皆川氏の発言に思う -1

 皆川賢太郎氏、今年になってからはウェブメディアでの露出が減っている気がする。スキー未来会議のフェイスブック更新もすっかり止まっているし。

 と思って皆川氏自身のフェイスブックを見たら、5/24に「マネージメント事務所を辞めた事で『スキー未来会議』は終わりを迎えましたが」との書き込みが。

 「一定の納得感と勉強にはなりましたが、本当はもっと大きな意味合いを持たせたいと思っていました。業界に嘘のない純度の高い情報を提供出来る事や場をいちウィンター業界人として求めていました」「今は逆に理想に近づけるために進んでいます」とのこと。それが今年の「SNOW AWARD &CONVENTION 2019」になっていて、セミナーのテーマや登壇者は「スキー未来会議」をそのまま引き継いでいる感じ。

 フェイスブックでも熱い思い語りを読めるが、それは又の機会にして、昨年末の記事の紹介(引用)と考察を。

 NumberWebの「NSBC補講Ⅳ 皆川賢太郎のスキー革命論」の2018/11/29「一年じゅうスキーができる国をつくる。皆川賢太郎が考える屋内施設の価値」より。
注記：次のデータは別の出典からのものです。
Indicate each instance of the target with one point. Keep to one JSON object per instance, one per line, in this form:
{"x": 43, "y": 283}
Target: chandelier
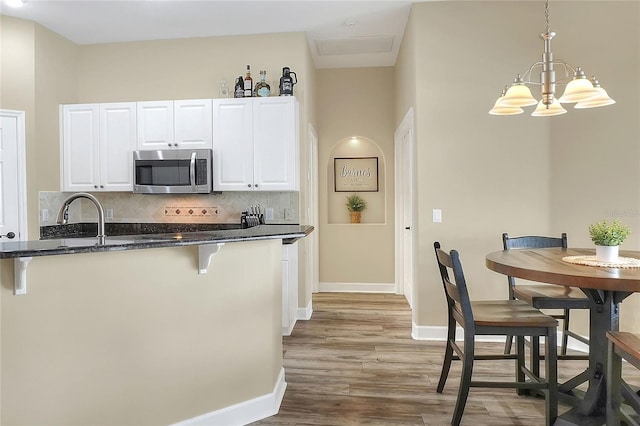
{"x": 584, "y": 92}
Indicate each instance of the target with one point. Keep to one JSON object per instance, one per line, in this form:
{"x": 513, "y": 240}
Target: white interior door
{"x": 403, "y": 141}
{"x": 12, "y": 176}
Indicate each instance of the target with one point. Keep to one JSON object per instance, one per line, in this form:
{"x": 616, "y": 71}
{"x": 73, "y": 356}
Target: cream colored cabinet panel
{"x": 117, "y": 142}
{"x": 232, "y": 145}
{"x": 275, "y": 144}
{"x": 155, "y": 125}
{"x": 97, "y": 145}
{"x": 192, "y": 124}
{"x": 255, "y": 144}
{"x": 184, "y": 124}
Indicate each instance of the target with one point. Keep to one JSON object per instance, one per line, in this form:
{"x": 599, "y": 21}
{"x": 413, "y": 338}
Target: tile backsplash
{"x": 122, "y": 207}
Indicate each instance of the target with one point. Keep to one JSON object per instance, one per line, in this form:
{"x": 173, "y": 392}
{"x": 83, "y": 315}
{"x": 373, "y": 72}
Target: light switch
{"x": 437, "y": 215}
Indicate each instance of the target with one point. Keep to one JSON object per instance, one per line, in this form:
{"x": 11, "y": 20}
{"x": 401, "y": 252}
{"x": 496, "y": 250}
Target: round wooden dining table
{"x": 606, "y": 288}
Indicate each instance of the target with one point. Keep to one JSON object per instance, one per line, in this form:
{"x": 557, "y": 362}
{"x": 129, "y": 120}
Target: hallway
{"x": 355, "y": 363}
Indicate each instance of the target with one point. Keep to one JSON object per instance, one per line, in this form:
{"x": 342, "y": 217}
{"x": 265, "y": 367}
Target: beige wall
{"x": 356, "y": 102}
{"x": 140, "y": 337}
{"x": 38, "y": 73}
{"x": 520, "y": 174}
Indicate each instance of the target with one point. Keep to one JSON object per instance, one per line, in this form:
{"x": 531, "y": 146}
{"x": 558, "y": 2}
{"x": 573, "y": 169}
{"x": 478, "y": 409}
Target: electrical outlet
{"x": 437, "y": 215}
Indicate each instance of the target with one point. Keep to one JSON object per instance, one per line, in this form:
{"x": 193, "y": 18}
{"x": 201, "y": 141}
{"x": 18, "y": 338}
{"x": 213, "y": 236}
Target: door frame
{"x": 312, "y": 204}
{"x": 403, "y": 176}
{"x": 22, "y": 170}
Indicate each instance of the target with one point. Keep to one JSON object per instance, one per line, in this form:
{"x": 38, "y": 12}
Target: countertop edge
{"x": 54, "y": 247}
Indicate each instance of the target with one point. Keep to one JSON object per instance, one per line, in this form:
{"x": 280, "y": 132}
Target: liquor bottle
{"x": 248, "y": 83}
{"x": 224, "y": 89}
{"x": 238, "y": 91}
{"x": 262, "y": 88}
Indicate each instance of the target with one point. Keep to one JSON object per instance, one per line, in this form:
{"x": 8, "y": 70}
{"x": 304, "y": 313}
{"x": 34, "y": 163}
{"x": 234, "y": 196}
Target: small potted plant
{"x": 355, "y": 204}
{"x": 607, "y": 237}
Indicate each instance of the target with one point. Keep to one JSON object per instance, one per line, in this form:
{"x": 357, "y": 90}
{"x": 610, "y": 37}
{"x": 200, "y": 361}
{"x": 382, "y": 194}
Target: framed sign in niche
{"x": 356, "y": 174}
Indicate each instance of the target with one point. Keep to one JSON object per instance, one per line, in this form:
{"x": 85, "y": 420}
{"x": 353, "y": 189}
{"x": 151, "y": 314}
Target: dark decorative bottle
{"x": 262, "y": 88}
{"x": 288, "y": 79}
{"x": 248, "y": 83}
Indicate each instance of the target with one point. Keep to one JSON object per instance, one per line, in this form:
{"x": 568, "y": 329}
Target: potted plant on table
{"x": 355, "y": 204}
{"x": 608, "y": 237}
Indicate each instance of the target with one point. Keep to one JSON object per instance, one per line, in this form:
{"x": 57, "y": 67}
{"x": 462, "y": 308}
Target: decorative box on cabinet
{"x": 184, "y": 124}
{"x": 96, "y": 144}
{"x": 255, "y": 144}
{"x": 289, "y": 287}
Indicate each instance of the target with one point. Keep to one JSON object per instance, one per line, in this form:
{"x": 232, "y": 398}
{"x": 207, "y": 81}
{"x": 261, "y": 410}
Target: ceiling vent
{"x": 354, "y": 45}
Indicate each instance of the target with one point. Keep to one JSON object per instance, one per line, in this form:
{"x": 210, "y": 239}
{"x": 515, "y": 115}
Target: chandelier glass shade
{"x": 584, "y": 92}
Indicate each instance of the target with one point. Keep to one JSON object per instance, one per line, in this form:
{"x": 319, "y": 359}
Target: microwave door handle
{"x": 192, "y": 171}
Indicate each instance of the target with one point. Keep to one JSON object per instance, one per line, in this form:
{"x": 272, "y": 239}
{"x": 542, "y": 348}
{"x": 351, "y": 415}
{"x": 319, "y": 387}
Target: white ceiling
{"x": 359, "y": 33}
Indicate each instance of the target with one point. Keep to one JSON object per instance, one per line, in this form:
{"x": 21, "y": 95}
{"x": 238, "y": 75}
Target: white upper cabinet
{"x": 255, "y": 144}
{"x": 184, "y": 124}
{"x": 97, "y": 145}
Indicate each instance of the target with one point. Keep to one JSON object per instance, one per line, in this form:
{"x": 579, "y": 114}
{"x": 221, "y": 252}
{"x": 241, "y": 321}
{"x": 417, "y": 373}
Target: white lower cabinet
{"x": 255, "y": 144}
{"x": 97, "y": 145}
{"x": 289, "y": 287}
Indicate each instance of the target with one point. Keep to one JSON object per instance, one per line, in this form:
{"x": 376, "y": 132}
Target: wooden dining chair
{"x": 501, "y": 317}
{"x": 621, "y": 345}
{"x": 547, "y": 296}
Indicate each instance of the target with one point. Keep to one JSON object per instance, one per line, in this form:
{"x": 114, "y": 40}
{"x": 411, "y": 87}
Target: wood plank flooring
{"x": 355, "y": 363}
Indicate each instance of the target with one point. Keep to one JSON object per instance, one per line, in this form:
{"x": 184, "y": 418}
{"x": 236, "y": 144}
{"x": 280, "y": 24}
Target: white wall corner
{"x": 305, "y": 313}
{"x": 245, "y": 412}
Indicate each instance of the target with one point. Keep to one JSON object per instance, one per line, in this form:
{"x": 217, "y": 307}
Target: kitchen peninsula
{"x": 128, "y": 332}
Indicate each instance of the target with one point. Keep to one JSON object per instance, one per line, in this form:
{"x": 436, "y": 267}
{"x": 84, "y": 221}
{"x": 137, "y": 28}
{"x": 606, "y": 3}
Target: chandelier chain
{"x": 546, "y": 14}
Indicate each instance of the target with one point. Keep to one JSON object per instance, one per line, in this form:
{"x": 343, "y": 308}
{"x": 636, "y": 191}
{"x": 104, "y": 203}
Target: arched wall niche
{"x": 356, "y": 147}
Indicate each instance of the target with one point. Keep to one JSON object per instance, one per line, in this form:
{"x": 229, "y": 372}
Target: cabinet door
{"x": 275, "y": 140}
{"x": 155, "y": 125}
{"x": 80, "y": 147}
{"x": 117, "y": 142}
{"x": 232, "y": 145}
{"x": 193, "y": 124}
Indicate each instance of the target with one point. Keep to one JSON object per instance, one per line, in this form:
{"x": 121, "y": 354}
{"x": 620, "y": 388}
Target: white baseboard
{"x": 286, "y": 331}
{"x": 245, "y": 412}
{"x": 305, "y": 313}
{"x": 440, "y": 334}
{"x": 357, "y": 287}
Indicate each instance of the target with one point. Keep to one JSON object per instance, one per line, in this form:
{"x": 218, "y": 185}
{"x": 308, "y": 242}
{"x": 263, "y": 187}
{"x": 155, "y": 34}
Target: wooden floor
{"x": 355, "y": 363}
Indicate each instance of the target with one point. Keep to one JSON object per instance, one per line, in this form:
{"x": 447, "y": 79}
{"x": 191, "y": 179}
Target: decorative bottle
{"x": 224, "y": 89}
{"x": 248, "y": 83}
{"x": 238, "y": 91}
{"x": 262, "y": 88}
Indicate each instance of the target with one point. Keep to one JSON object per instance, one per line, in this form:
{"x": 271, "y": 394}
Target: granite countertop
{"x": 79, "y": 242}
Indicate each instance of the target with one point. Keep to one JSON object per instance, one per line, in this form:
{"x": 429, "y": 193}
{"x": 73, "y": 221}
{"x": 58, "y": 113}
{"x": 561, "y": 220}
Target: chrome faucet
{"x": 63, "y": 214}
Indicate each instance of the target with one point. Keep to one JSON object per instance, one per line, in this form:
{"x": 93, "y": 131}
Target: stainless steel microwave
{"x": 172, "y": 171}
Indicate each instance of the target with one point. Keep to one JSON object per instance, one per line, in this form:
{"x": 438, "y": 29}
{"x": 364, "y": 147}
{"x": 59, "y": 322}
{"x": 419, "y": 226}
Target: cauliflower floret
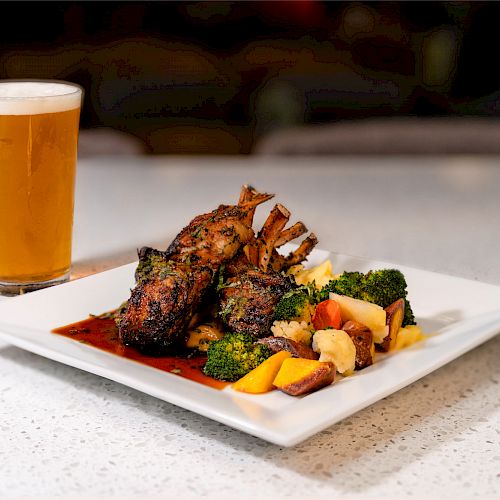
{"x": 321, "y": 274}
{"x": 337, "y": 347}
{"x": 293, "y": 330}
{"x": 408, "y": 336}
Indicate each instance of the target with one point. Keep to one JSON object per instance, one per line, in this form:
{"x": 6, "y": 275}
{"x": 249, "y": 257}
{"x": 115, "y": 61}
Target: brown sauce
{"x": 103, "y": 334}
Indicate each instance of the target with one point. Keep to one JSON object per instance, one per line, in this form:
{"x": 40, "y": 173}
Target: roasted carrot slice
{"x": 327, "y": 315}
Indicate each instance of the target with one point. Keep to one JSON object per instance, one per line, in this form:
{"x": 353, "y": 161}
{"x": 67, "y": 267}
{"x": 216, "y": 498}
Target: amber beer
{"x": 38, "y": 147}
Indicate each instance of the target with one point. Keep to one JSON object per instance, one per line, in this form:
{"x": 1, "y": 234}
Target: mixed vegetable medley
{"x": 326, "y": 324}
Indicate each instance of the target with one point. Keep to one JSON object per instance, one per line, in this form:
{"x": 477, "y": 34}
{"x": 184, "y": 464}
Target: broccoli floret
{"x": 294, "y": 305}
{"x": 233, "y": 356}
{"x": 382, "y": 287}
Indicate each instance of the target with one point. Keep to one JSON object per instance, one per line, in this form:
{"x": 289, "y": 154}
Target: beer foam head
{"x": 34, "y": 98}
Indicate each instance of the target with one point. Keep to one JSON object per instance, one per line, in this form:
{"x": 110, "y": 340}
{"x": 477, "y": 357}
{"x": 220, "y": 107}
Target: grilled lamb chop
{"x": 247, "y": 302}
{"x": 254, "y": 287}
{"x": 171, "y": 285}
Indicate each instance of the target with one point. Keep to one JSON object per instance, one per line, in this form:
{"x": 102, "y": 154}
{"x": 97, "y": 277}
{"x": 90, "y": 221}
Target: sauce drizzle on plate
{"x": 102, "y": 333}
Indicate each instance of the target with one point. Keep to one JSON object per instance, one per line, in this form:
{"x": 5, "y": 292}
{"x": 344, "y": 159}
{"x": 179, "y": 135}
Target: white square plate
{"x": 461, "y": 313}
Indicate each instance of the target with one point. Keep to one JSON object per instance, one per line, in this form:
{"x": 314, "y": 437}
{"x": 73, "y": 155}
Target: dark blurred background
{"x": 218, "y": 77}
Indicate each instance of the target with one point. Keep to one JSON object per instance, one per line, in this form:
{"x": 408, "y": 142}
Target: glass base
{"x": 12, "y": 289}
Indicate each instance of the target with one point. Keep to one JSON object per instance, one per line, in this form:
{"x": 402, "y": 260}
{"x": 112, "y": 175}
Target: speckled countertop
{"x": 67, "y": 432}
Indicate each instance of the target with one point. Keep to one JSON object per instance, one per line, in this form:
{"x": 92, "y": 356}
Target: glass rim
{"x": 77, "y": 88}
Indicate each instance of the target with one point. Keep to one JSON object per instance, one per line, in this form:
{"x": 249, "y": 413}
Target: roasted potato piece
{"x": 395, "y": 315}
{"x": 298, "y": 376}
{"x": 297, "y": 349}
{"x": 362, "y": 338}
{"x": 261, "y": 378}
{"x": 336, "y": 347}
{"x": 371, "y": 315}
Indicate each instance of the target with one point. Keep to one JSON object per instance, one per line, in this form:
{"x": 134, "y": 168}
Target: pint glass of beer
{"x": 38, "y": 145}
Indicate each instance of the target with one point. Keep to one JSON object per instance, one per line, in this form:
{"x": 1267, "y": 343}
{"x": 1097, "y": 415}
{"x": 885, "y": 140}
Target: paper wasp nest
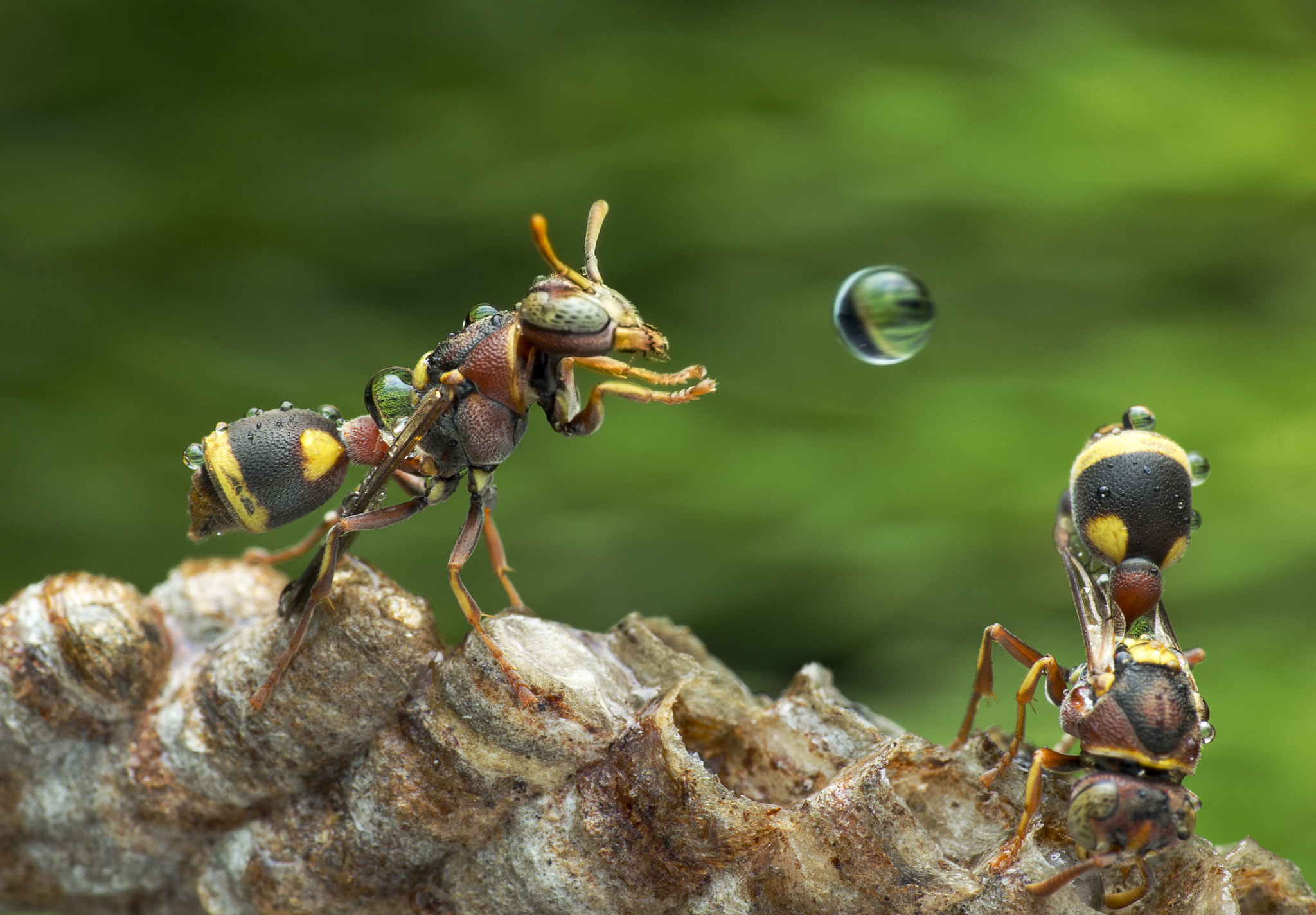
{"x": 391, "y": 774}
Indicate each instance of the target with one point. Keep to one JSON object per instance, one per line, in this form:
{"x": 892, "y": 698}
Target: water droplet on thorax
{"x": 1139, "y": 418}
{"x": 885, "y": 315}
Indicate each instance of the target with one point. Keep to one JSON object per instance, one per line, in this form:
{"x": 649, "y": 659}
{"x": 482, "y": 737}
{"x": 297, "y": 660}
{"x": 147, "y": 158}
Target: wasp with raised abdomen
{"x": 459, "y": 413}
{"x": 1132, "y": 706}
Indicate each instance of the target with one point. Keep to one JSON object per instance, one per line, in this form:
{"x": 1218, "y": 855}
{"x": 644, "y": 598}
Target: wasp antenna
{"x": 591, "y": 237}
{"x": 540, "y": 232}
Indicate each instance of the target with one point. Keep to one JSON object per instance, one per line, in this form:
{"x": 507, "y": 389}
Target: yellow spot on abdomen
{"x": 1175, "y": 552}
{"x": 320, "y": 453}
{"x": 1108, "y": 535}
{"x": 224, "y": 468}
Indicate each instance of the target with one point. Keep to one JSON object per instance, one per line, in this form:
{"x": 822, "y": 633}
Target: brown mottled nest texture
{"x": 393, "y": 774}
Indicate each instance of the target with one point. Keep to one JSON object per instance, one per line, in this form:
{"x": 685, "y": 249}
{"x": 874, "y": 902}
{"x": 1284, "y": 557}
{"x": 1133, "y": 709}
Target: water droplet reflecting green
{"x": 1139, "y": 418}
{"x": 479, "y": 314}
{"x": 885, "y": 315}
{"x": 390, "y": 398}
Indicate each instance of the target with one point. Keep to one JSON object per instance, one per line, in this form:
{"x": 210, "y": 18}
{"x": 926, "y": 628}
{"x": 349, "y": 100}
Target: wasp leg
{"x": 462, "y": 551}
{"x": 1056, "y": 881}
{"x": 1018, "y": 650}
{"x": 590, "y": 418}
{"x": 373, "y": 520}
{"x": 258, "y": 556}
{"x": 1043, "y": 759}
{"x": 409, "y": 483}
{"x": 610, "y": 366}
{"x": 1056, "y": 676}
{"x": 498, "y": 558}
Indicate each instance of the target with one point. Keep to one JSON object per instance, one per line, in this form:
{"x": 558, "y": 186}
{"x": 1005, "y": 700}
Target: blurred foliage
{"x": 227, "y": 203}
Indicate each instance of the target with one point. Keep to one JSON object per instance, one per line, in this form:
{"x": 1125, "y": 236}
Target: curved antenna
{"x": 540, "y": 232}
{"x": 591, "y": 237}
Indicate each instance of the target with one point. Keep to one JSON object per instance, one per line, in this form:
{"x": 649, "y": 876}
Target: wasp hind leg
{"x": 479, "y": 486}
{"x": 323, "y": 583}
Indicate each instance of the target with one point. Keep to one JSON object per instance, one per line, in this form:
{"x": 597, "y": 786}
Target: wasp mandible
{"x": 459, "y": 413}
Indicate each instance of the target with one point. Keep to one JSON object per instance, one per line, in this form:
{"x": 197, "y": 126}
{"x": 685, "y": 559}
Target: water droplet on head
{"x": 885, "y": 315}
{"x": 1139, "y": 418}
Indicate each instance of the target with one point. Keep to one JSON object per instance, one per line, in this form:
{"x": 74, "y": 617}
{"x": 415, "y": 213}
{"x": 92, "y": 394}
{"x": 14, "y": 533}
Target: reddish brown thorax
{"x": 1136, "y": 587}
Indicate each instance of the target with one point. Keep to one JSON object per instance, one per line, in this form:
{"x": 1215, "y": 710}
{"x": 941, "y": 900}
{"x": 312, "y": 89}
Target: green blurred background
{"x": 226, "y": 203}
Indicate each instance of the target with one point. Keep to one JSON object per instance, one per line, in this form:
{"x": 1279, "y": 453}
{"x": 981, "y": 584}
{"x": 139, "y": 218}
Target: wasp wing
{"x": 1102, "y": 628}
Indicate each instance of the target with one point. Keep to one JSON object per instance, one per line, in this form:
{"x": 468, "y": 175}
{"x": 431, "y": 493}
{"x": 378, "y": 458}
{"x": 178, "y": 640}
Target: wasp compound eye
{"x": 884, "y": 315}
{"x": 569, "y": 314}
{"x": 1139, "y": 418}
{"x": 479, "y": 314}
{"x": 391, "y": 399}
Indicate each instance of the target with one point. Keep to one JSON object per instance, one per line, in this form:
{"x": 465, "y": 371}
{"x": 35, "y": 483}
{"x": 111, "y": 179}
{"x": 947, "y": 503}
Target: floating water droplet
{"x": 1139, "y": 418}
{"x": 885, "y": 315}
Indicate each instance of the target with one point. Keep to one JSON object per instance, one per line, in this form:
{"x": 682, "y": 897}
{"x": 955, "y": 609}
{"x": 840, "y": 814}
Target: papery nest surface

 「スキー産業復活のカギの1つとなるのが通年化です。」「既存のインドア施設の規模を考えると、競技者にとって画期的な強化になるとは言えませんが、その役割は決して小さいとは言い難いものです。」「現在日本にはインドアでスキー、スノーボードを楽しめる施設はいくつか存在しますが、いずれも規模の小さいものです。」

 産業活性化のアイデアとして、通年営業の屋内ゲレンデ構想の話は、スキー未来会議の頃から話されている。ここでの「規模の小さいもの」とはスノーヴァのことだろう。通年営業の屋内ゲレンデは、2000年ごろのピーク時にはスノーヴァだけで9か所、全部で14か所ほどの施設があったと思うが、今ではスノーヴァ3か所だけか。

 しかしスノーヴァの大きさでは、初心者のコソ練やグラトリの遊び場にはなっても、競技者強化の役に立たないだろう。

 

 「インドア施設といえば、1993年から2002年まで千葉県船橋市で営業していたザウスを思い出される方も多いと思います。長さ500m、幅100mのゲレンデでしたが、仮に3000人が同じ時間帯に入館すると、人が密集しすぎてほとんど滑ることができませんでした。」

 ザウスはピーク時で年100万人、最後の方で70万人の集客だったよう。ピーク時は平均週2万人近い計算になるので、繁忙期の週末などは5000人からの来客数であったと推測されるが、当初は基本料金で2時間まで、その後も午前と午後でスキーとスノボに分けるなどしていたというので、同じ時間帯に3000人というのは最混雑時の数字かと考えられる。

 参考までに、奥伊吹スキー場が2019/2/10にこれまでの最多入場者数を更新したということで、その数字が7350人。数年前、2月の週末に昼から行ったことがあるが、まず駐車場に入るのに列をなして待ち、ようやく入ってゲレンデに向かうと、リフト待ち15分は当たり前で、ゲレンデ上もかなりの人口密度だった。

 リフトの数もコース数もそれなりにあるスキー場で、その時が5000人だったのか6000人だったのかは分からないがおそらくそれくらいの客数であの状態だったことを考えると、ザウスの3000人がいかに不快かの想像はつく。(スキーバブル期の人気スキー場はどこもそれ以上だったのだが)

 (続く)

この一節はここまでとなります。